Yüzde 4 olarak açıklanan üçüncü çeyrek büyümesi, kaynaklarına bakıldığında nicel anlamda ortalamadan sapmayan, niteliksel olarak ise diğer dönemlerin de gerisine düşen bir eğilimi ortaya koyuyor.
Üretim yönünden bakıldığında sanayinin katkısı yüzde 1,5 olurken, tarım ve finans ağırlıklı hizmetlerin birlikte yüzde 16 katkısı bulunuyor. Finansın tek başına büyüme hızı neredeyse yüzde 14. Katkısı ise 1,73, yani sanayinin üzerinde. Özetle sanayisiz, spekülatif ve borca dayanan büyümenin tüm yıkıcı sonuçlarına rağmen ısrarla sürdürüldüğünü üçüncü çeyrek rakamlarından da izliyoruz.

Büyümede finans alanının ağırlığının artmasının, dolaysıyla sektörün giderek daha karlı hale gelmesi ve hatta İslami finans tartışmalarıyla yaygınlaştırılmasının, üretiminden tüketimine, tepeden tırnağa borçla işleyen bir ekonomi ile elbette sıkı bir ilişkisi var. Toplumsal refah, istihdam ve kalkınma odaklı bir anlayış var olmadıkça, kolay para kazanmanın önü açılıyor. Üretimin payı geriliyor, insanların sadece tüketimlerinden değil, beklentilerinden, ihtiyaç haline getirilmiş harcamalarından olağanüstü spekülatif kazançlar elde ediliyor.

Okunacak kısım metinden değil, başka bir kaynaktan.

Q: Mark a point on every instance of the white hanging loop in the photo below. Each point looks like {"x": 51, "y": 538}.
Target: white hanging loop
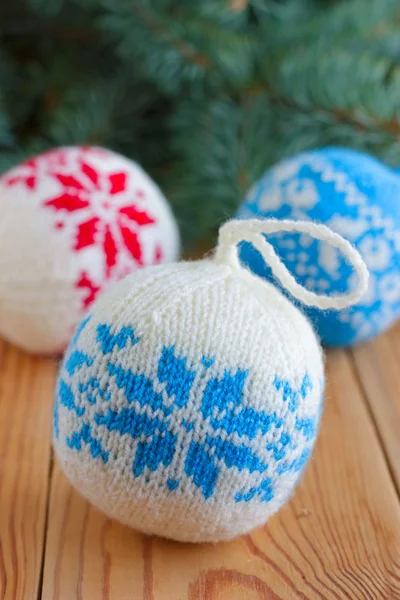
{"x": 252, "y": 230}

Büyümede ağırlığı artan finans alanına paralel olarak ülke ekonomisinde büyümenin motoru haline gelmiş hanehalkı tüketim harcamalarının bu yıl da önemli bir katkı sunduğunu görüyoruz. AKP dönemi boyunca 11 kat artış yaşayan hanehalkı tüketim harcamalarının bu dönem içinde milli gelire oranı yüzde 22’ye çıkmış bulunmakta.
Geçtiğimiz hafta hanelerin gelirini reel anlamda arttırmadan borçla tüketimlerinin kamçılandığına dikkat çekmek için Türkiye’de yetişkin başına düşen hanehalkı borcunun 2009’dan itibaren yüzde 53 arttığına dikkat çekmiştik. Şimdi bunu “nelerin” tüketildiğine doğru genişletelim; tüketilen mal ve hizmetlerin hükümet politikasının bir sonucu olarak nasıl genişletildiğine bakalım.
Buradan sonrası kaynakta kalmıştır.